- Born: Oliver George Bayston
- Origin: London, England
- Genres: Electro, dance, pop
- Years active: 2012–present
- Labels: Nettwerk Music Group; Domino;
- Website: boxedinmusic.com

= Boxed In (musician) =

British singer, songwriter, and record producer

Oliver George Bayston, known professionally as Boxed In, is a British singer, songwriter and record producer. He has produced music for the likes of Olivia Dean, Mary in the Junkyard, and Fat Dog.

==History==
The name, Boxed In, is partly inspired by Francis Bacon's infamous painting Head VI, once described as "the operation through which the entire body escapes through the mouth", a phrase which also seemed to befit the act of singing.

After featuring in The Guardians "New band of the day" in October 2013, Boxed In released his first single "All Your Love Is Gone" through Moshi Moshi Records in November 2013. His eponymous, electro-dance-pop debut album followed in January 2015, released by Nettwerk Records, to a swathe of positive reviews, including from NME, Clash, and The Line of Best Fit. Stylistically, the album drew comparisons with LCD Soundsystem and Hot Chip.

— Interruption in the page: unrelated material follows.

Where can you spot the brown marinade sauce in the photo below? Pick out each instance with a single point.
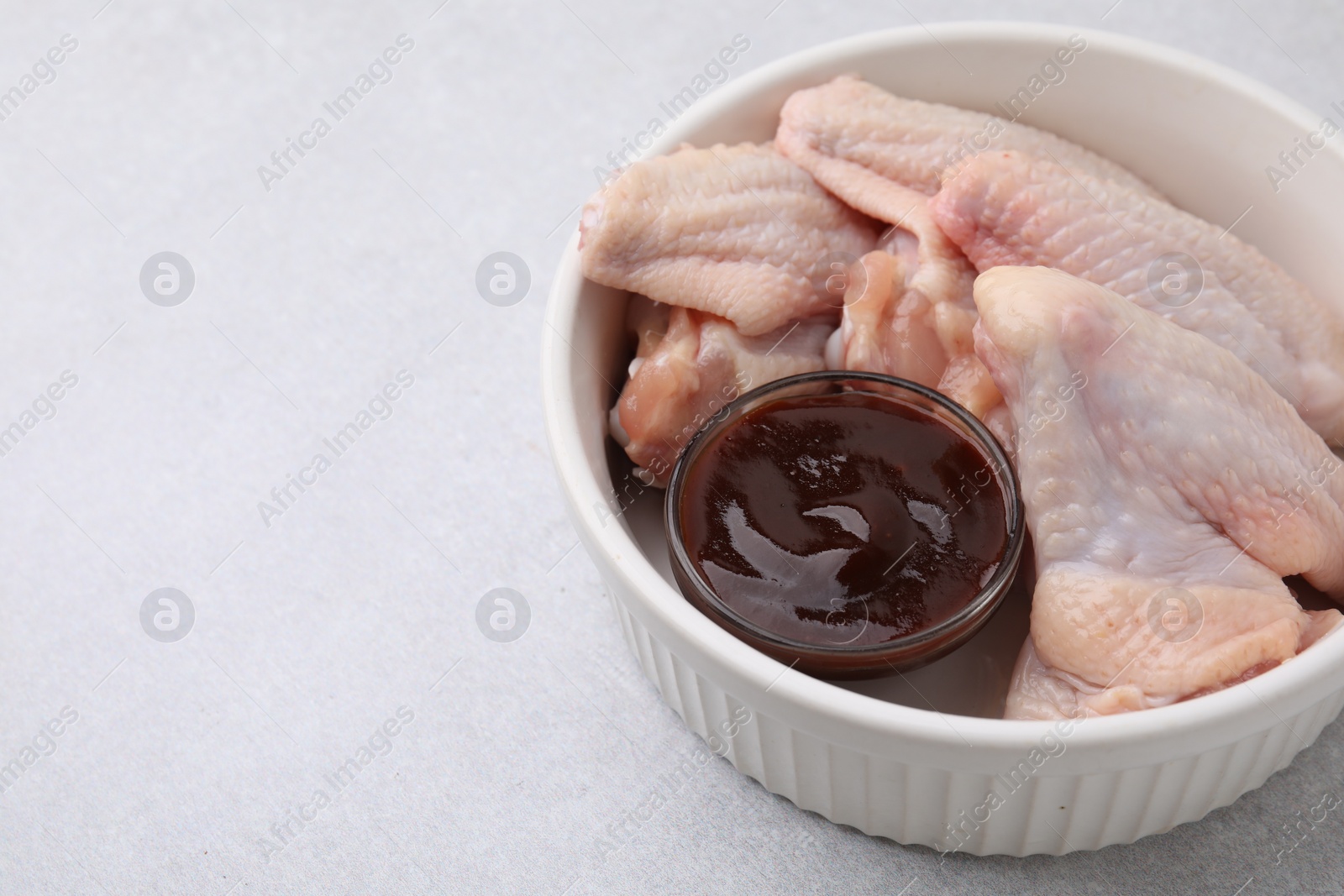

The album, and lead singles "Mystery", "Run Quicker" and "False Alarm", were supported across BBC Radio 1 (including Huw Stephens' It's Album Time session), BBC Radio 6 Music (including a live session with Lauren Laverne), KCRW (the album reached the station's top 10 albums of 2015) and Spotify. This led to sold-out shows at London's XOYO and Oslo (Hackney) venues. After seeing them perform at SXSW in March 2015, KCRW music director Jason Bentley invited the band to Los Angeles to perform alongside TV on the radio at the station's Sound In Focus festival.

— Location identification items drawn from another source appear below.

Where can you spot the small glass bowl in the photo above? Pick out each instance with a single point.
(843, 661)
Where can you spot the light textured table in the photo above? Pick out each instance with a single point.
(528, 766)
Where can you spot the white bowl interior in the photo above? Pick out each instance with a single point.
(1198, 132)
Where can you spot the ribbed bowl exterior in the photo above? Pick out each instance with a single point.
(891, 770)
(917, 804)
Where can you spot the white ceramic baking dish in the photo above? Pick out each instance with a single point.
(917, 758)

On 22 April 2016, producer Dan Carey's Speedy Wunderground label (which invites a band to write and record a track in 24 hours at Carey's South London studio) released its 16th single "Running Out" by Boxed In feat. Formation, a British breakthrough dance-pop act.

Single Jist was released in June 2016, ahead of Boxed In's second album, Melt, which was released in September that year. A second single from the album, Forget, followed a month later, remixed by George FitzGerald.